Rückenprobleme, taube Hände, Sitzschmerzen – das sind typische Leiden von vielen Fahrradfahrern. Dabei kann man mit ein paar wenigen Handgriffen jedes Velo ergonomischer machen. Wir erklären die wichtigsten Einstellungen und wie man das optimal passende Rad findet.


Werden diese sechs Parameter individuell eingestellt, kann der Radler ergonomischer fahren. Foto: AGR e. V.

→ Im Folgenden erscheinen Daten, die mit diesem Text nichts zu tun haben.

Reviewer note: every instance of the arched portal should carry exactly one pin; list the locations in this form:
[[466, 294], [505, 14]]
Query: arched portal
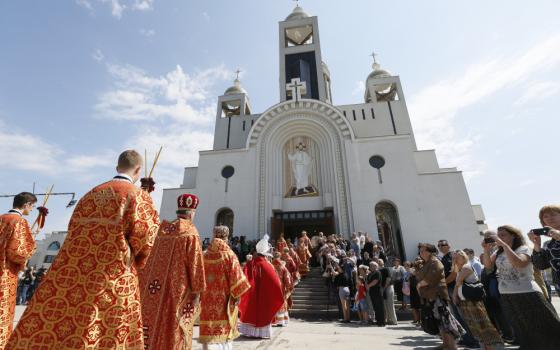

Für jeden das passende Rad

Der Weg zu schmerzfreiem Radfahren beginnt mit dem Kauf des ­passenden Fahrrads. Dabei steht eine gute Beratung beim Fachhändler im Mittelpunkt. Der Verkäufer sollte mit seinem Kunden zuerst ein paar ­Fragen klären: Für welchen Zweck soll das Rad genutzt werden? Auf welchen Untergründen will man fahren? Welche Strecken und Geschwindig­keiten sind geplant? In welcher körperlichen Verfassung befindet sich der Kunde? „So findet der Verkäufer das ideale Fahrrad für seinen Kunden. Man kann nämlich nicht per se sagen, das ist das eine Fahrrad, das für alle Kunden die beste Lösung darstellt“, erklärt Detlef Detjen, Geschäftsführer des Vereins Aktion Gesunder Rücken (AGR) e. V. Entscheidend sei zudem, welche Haltung man auf dem Rad ein­nehmen wolle. „Auch die Frage nach dem Fahrradgewicht ist wichtig. Muss ich das Fahrrad häufig in den Keller tragen oder auf den Fahrradträger heben?“, sagt der Experte für Rücken­gesundheit. Ist das optimale Rad gefunden, geht es an die Feinjustierung. Bei einem guten Velo ­können sechs verschiedene Parameter individuell eingestellt werden: Sitzhöhe, Sattelposition und -neigung, Lenkerhöhe und -neigung sowie Sitzlänge (s. Infokasten). Wer sein perfektes Fahrrad schon zu Hause hat und die Einstellungen selbst überprüfen möchte, kann dies mit einer sogenannten Fitting Box tun, die alle Einstellhilfen enthält.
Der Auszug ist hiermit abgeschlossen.